Exposure assessment is the weak link in the chain of calculations required for assessing the risk of chemical mixtures. The current understanding of the need to capture exposures that take place during different key periods of one’s life (i.e. the exposome) to properly investigate the link between chemical mixtures and human health warrants the use of complex models. Intake fraction modeling is a good start for screening purpose modeling. However, more detailed insights on exposure drivers and patterns, dynamics in space and time and variation by gender, age, socio-economic status, location and other determinants are needed to properly account for co-exposure to multiple chemicals in real life. Our work has shown that the real integrator is the human body, i.e. that internal exposure should be considered to properly capture the health effects of complex chemical exposure. Indeed, age, physiology, metabolic capacity, pre-existing health condition and exposure history (especially to persistent and biocumulative compounds) affect significantly how uptake dose of chemicals is transformed into biologically effective dose at the relevant target tissue. Integrating external with internal exposure is key to improving health risk assessment of chemical mixtures. Integrated complex exposure modeling facilitates the assimilation of human biomonitoring data in the actual exposure estimation.

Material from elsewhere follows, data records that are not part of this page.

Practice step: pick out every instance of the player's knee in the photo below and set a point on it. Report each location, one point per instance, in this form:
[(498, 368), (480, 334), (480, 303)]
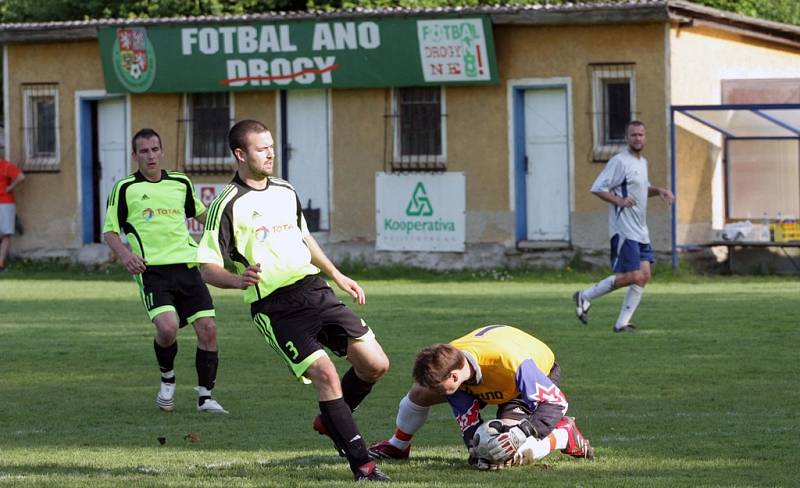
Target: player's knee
[(375, 369), (206, 330)]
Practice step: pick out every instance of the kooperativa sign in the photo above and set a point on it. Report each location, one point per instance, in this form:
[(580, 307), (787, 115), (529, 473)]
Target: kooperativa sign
[(420, 212), (341, 53)]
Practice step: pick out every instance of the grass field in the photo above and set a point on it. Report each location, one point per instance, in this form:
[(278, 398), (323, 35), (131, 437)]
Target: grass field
[(705, 395)]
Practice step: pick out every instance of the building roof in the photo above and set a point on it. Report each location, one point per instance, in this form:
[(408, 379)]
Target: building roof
[(607, 12)]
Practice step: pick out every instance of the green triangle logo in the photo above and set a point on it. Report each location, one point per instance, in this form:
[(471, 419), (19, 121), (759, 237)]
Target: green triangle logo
[(420, 204)]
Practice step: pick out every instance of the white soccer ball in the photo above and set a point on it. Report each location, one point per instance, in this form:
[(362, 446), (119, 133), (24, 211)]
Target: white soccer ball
[(136, 71), (480, 440)]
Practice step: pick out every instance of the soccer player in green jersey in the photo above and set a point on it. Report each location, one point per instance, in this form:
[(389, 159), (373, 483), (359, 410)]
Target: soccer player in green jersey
[(151, 206), (257, 222)]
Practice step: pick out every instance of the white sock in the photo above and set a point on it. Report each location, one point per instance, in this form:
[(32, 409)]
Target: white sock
[(601, 288), (632, 298), (410, 418)]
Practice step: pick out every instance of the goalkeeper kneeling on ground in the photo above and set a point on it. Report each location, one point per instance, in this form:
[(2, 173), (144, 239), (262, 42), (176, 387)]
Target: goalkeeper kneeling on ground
[(498, 365)]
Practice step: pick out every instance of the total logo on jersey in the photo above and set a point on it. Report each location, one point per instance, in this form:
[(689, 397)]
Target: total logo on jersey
[(263, 232)]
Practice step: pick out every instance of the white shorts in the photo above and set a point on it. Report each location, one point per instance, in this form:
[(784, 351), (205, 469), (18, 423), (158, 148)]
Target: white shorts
[(8, 212)]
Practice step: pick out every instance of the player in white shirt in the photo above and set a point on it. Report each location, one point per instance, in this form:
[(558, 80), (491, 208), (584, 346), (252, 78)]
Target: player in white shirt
[(625, 186)]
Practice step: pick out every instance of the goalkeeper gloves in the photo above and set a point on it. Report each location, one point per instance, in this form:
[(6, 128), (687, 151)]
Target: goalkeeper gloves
[(503, 447)]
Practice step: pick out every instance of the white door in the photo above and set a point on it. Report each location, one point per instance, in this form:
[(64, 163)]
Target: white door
[(111, 152), (547, 174), (307, 136)]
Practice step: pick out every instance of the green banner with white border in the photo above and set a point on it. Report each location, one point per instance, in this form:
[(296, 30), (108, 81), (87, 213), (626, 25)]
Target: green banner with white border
[(331, 53)]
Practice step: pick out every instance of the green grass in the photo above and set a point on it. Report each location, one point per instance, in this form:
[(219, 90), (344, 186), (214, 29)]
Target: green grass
[(706, 395)]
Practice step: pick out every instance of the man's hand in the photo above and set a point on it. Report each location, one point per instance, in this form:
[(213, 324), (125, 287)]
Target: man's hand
[(505, 446), (250, 276), (666, 195), (134, 264), (484, 464)]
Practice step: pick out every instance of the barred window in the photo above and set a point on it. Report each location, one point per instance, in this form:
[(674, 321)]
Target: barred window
[(613, 103), (209, 116), (40, 126), (419, 131)]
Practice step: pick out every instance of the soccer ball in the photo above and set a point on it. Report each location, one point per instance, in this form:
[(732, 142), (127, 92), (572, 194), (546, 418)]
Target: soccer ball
[(480, 440)]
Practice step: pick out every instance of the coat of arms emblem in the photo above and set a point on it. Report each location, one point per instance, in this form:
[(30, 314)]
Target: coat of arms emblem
[(134, 58)]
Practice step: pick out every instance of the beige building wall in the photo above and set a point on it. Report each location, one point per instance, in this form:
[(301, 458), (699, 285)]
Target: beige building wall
[(357, 135), (48, 203), (700, 58)]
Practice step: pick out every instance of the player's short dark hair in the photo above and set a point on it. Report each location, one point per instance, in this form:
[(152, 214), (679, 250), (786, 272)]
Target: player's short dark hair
[(435, 363), (237, 136), (637, 123), (145, 133)]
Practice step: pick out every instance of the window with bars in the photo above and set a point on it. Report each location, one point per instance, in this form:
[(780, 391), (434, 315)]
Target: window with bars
[(40, 127), (613, 106), (208, 118), (418, 129)]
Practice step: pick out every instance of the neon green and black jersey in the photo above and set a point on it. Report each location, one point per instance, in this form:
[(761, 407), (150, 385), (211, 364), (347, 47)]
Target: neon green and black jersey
[(259, 226), (153, 216)]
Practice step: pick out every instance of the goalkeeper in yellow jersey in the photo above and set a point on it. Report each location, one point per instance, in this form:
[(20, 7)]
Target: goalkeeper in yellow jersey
[(498, 365)]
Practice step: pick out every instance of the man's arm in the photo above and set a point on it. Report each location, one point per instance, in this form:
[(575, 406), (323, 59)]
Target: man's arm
[(665, 194), (321, 261), (16, 182), (216, 275), (133, 263)]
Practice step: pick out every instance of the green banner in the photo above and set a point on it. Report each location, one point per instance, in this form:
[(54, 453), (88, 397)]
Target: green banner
[(332, 53)]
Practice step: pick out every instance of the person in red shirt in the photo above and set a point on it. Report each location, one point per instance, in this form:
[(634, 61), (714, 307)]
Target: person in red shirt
[(10, 177)]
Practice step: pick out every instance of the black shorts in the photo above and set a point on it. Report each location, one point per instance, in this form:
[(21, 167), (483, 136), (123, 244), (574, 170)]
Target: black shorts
[(299, 319), (175, 287)]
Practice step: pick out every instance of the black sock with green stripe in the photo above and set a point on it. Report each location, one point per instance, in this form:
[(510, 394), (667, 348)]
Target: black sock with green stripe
[(338, 419), (166, 359), (206, 363)]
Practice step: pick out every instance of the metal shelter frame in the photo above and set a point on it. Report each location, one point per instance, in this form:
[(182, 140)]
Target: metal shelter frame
[(772, 127)]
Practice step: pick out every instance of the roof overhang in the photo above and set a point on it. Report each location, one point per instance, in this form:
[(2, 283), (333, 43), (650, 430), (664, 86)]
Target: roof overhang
[(610, 12)]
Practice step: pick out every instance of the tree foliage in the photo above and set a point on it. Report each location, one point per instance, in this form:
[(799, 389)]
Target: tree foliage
[(787, 11)]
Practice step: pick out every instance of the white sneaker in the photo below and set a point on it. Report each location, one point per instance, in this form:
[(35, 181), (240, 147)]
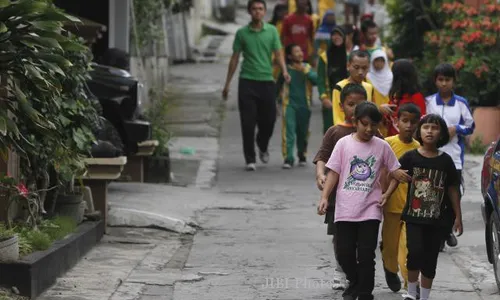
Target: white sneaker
[(339, 280), (251, 167), (264, 157)]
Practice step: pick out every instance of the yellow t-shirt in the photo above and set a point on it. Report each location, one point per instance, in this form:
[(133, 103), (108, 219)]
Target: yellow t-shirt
[(323, 6), (397, 201), (338, 113), (380, 99)]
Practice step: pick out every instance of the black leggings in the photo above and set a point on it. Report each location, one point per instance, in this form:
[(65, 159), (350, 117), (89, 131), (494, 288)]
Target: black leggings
[(423, 242), (356, 245)]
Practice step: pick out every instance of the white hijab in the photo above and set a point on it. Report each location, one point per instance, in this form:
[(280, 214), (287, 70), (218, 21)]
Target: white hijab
[(381, 80)]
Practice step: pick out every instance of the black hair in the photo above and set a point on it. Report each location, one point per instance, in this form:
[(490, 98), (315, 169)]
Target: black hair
[(405, 79), (251, 2), (350, 28), (410, 108), (367, 24), (277, 9), (309, 7), (368, 109), (352, 88), (288, 51), (360, 54), (446, 70), (434, 119)]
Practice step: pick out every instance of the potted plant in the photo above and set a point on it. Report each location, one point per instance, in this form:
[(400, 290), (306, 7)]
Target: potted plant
[(470, 40), (9, 246), (157, 167)]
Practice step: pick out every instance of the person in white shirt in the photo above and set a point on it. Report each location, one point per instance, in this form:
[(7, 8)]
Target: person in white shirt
[(455, 110)]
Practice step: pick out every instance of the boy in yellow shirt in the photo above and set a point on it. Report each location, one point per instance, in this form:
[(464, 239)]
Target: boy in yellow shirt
[(393, 246), (358, 66)]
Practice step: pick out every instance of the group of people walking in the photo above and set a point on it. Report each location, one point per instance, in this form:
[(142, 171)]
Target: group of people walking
[(389, 155)]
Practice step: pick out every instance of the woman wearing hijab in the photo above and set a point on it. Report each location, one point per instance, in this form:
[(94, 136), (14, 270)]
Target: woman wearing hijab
[(380, 76), (332, 68), (322, 38)]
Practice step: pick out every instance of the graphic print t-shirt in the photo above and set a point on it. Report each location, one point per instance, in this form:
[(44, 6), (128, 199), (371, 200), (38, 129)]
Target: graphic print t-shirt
[(358, 165), (427, 192)]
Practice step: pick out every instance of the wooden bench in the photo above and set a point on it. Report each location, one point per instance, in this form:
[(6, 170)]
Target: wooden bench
[(100, 171), (134, 170)]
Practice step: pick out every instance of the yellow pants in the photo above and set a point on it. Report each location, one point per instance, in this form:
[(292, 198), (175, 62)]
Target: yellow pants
[(394, 250)]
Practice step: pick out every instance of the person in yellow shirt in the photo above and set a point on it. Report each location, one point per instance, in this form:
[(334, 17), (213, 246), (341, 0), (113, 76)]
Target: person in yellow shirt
[(323, 7), (380, 76), (357, 66), (279, 13), (394, 250)]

Complex exposure modeling helps the assimilation of human biomonitoring data for exposure estimation. It also helps capture and quantify potential interactions between mixture components at realistic / actual exposure doses. Biokinetics and biodynamics of active xenobiotics may be perturbed from co-exposure to chemicals, which compete for the same metabolic receptor sites or induce allosteric effects perturbing metabolic pathways that may be linked to adverse outcome pathways. Being able to mathematically describe such perturbatory mechanisms avoiding the complexity and cost of extensive experimentation helps to tackle mechanistically the effects of co-exposure to multiple compounds and/or elements. Modeling platforms such as INTEGRA and MENTOR provide the necessary computational infrastructure to perform high performance computing so as to reckon the biologically effective dose of xenobiotics in a mixture and their toxic metabolites.